一般的に、金融機関は、損切りはせずに満期まで持ち続ける投資戦略をとります。しかし、巨額の評価損を抱えたままでは、その間収益力が上がらないため、企業の体力が落ち続けてしまう悪影響があるのです。

さらに、農中は利下げに関する読み間違いを犯してしまったため、さらに損失が膨れ上がっってしまったのです。1兆5000億円の損失確定は、自力再建できるかどうかの瀬戸際だったのです。

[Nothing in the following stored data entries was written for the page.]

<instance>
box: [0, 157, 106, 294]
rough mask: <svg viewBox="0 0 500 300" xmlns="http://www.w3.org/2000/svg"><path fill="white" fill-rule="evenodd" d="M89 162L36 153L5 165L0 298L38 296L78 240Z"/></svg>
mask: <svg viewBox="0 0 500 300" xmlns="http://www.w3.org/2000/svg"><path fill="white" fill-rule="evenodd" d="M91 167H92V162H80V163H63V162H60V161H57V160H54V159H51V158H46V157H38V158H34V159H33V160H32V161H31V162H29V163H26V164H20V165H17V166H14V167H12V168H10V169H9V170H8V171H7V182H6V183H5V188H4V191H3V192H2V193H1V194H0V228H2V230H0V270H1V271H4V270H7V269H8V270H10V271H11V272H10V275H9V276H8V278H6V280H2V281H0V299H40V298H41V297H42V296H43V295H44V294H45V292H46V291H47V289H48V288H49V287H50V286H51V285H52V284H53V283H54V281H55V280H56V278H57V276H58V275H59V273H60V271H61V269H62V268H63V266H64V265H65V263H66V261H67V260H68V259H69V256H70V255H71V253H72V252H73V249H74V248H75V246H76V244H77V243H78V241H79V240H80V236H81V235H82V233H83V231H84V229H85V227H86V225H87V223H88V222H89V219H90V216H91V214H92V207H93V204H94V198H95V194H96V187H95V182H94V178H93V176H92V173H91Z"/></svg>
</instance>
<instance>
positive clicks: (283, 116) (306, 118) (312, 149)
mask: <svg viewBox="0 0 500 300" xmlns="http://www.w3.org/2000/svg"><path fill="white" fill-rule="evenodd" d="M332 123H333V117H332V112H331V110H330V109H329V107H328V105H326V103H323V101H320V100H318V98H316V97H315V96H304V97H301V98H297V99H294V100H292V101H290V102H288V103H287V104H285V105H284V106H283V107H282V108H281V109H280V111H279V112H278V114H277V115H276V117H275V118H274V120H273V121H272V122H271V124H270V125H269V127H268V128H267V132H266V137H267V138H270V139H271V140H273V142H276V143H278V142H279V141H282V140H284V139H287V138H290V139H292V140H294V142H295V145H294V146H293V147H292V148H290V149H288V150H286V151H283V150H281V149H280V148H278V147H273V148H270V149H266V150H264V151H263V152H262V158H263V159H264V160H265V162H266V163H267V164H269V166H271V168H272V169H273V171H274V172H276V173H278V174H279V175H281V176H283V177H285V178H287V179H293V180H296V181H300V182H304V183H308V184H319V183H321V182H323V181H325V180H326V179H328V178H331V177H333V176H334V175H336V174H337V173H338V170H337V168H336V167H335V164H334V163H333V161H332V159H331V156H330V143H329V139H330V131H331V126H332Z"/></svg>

このまま評価損を広げてしまうと、金融機関としての信用格付けが下がり、業務に多大な影響を与えます。さすがに、放置できなくなったことから、5月22日に来年3月期の最終損益が5000億円を超える赤字に陥る見通しで、総額1兆2000億億円規模の基本増強を要請する方針を示しました。それにとどまらず、6月になって今年度に売却する外国債券の額が10兆円規模にのぼり、損失の額が1兆5000億円規模に拡大する可能性があることを明らかにしたのです。

日本の農業への影響

今回の巨額損失は、日本の農業に大きな悪影響を与えないでしょうか。農協は、毎年3000億円の還元を受けていますが、今回の損失で約600億円の還元がなくなるそうです。この還元がなくならない限りは、ひとまずは安心であるといえるでしょう。

また、今回の農中の損失の穴埋めや増強はグループ内で行います。公的資金の流入は予定にありません。

しかし、農協の本来業務である農産物の販売は、すこぶる不振です。全国のおよそ8割の農協が赤字になっています。この赤字を埋めているのが、農中による運用の利益です。農中の運用如何では、さらなる危機に見舞われるリスクがあるのです。

早期退職やリストラの心配はないか?

現時点では、農中は人件費の切り詰めについて、何も言及していません。しかし、他の金融機関も共倒れしたリーマンショックとは違い、今回の巨額損失は農中の判断見誤りによる「単独事故」です。

膨れ上がった巨額資金の運用方法について、原点回帰で見直しがなされる可能性があります。その際、組織の見直しが起きて、従業員の解雇などに話が及ぶということも、想定しておかなければなりません。

リストラの激しい日本企業の中において、JAグループはぬるま湯体質の恩恵を受けてこられたようですが、今回の件で、その特権が泡のごとく消えていくのかもしれません。